Further, aside from filling it with an Elderling's own memories during the creation process, they could even have been filled with memories/anmas of miscarried babies or those who have died in infancy or childhood, and possibly even woken from time-to-time just as the simulacra in the Stone Garden were woken when required.

Unlikely but just a little thought that popped into my head P while I'm here searching threads for my 'Skill throughout the realm' theories. This is why I can never follow up on promises to find things...I get tangled up in all of the other great things here in the forums!!



Or, if not carved from stone, possibly the babies could be gifts of wizardwood that have since been carved into the shape of a baby and this wizardwood was gifted to an Elderling by a dragon to ease their sadness or loss...just as a dragon gifted a minstrel with wizardwood to fashion a rooster feather as a reward. I doubt this but just thinking aloud...


RE: The Fool (spoilers for all RotE books, including LST) - Peet75 - Jun-07-2012


"At the core of the White Prophet heresy is the concept that for ‘every age’ (and this space of time is never defined) there is born a White Prophet. The White Prophet comes to set the world on a better course. He or she (and in this duality of gender we may see some borrowing from the true faith of Sa) does this by means of his or her Catalyst..."

I think that's incredibly significant!

Chapter 24 - Book 2 of The Tawny Man Trilogy


RE: The Fool (spoilers for all RotE books, including LST) - Farseer - Jun-09-2012

I concur!! Clapping


RE: The Fool (spoilers for all RotE books, including LST) - Narya - Jun-09-2012

Although catalysts are not consumed by the reaction itself, they may be inhibited, deactivated, or destroyed by secondary processes.- Wikipedia

This might explain why prophets last longer than catalysts. Big Grin


RE: The Fool (spoilers for all RotE books, including LST) - londonlassie - Jul-06-2012

(Feb-08-2009, 11:20 AM (UTC))Jade Wrote: ...I'm now convinced she's really female but the Tawny Man is convincingly male and Fitz never even considers the possibility...

Personally, I think the Fool is male. Maybe because I read Liveships first, and so didn't get the connection between the Fool and Amber until I'd already read the Tawny Man and Assassin trilogies, and by then, he was firmly cemented in my mind as a guy. I find it difficult to connect the pair of them, though - when he's "Amber", I can't think of him as male. But when he's "Beloved" I can't think of him as female.

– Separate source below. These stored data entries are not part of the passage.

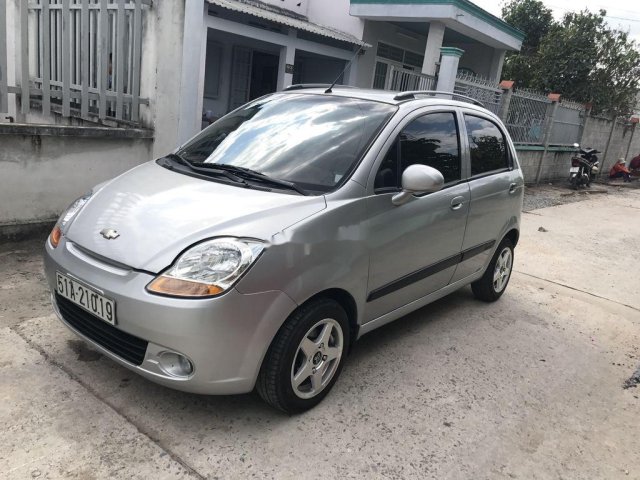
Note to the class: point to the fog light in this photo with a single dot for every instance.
(175, 364)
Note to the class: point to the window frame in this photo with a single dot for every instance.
(507, 144)
(395, 136)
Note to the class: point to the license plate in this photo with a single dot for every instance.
(87, 298)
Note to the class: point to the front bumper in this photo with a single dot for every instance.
(225, 337)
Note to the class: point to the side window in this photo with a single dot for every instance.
(487, 145)
(387, 178)
(432, 140)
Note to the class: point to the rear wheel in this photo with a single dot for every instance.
(306, 357)
(495, 279)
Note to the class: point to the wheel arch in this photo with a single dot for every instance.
(346, 301)
(513, 235)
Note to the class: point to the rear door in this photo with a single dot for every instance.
(415, 247)
(495, 186)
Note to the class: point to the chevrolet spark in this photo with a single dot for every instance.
(257, 253)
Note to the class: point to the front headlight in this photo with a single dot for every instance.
(65, 218)
(207, 269)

(Feb-09-2009, 08:54 PM (UTC))maulkin Wrote: To begin with, I wondered whether all white prophets were androgynous or hermaphrodite. It even crossed my mind that they might be sequentially hermaphrodite, alternating between male and female as the need arose. The greatest evidence against this is that the Pale Woman was utterly female. Then again, the Pale Woman was a failed white prophet who had become incapable of changing colour. Maybe she had become incapable of changing sex also.

I think Maulkin may just have it. This idea is pure genius. I've never heard of sequential hermaphrodites, but I think this could easily explain The Fool.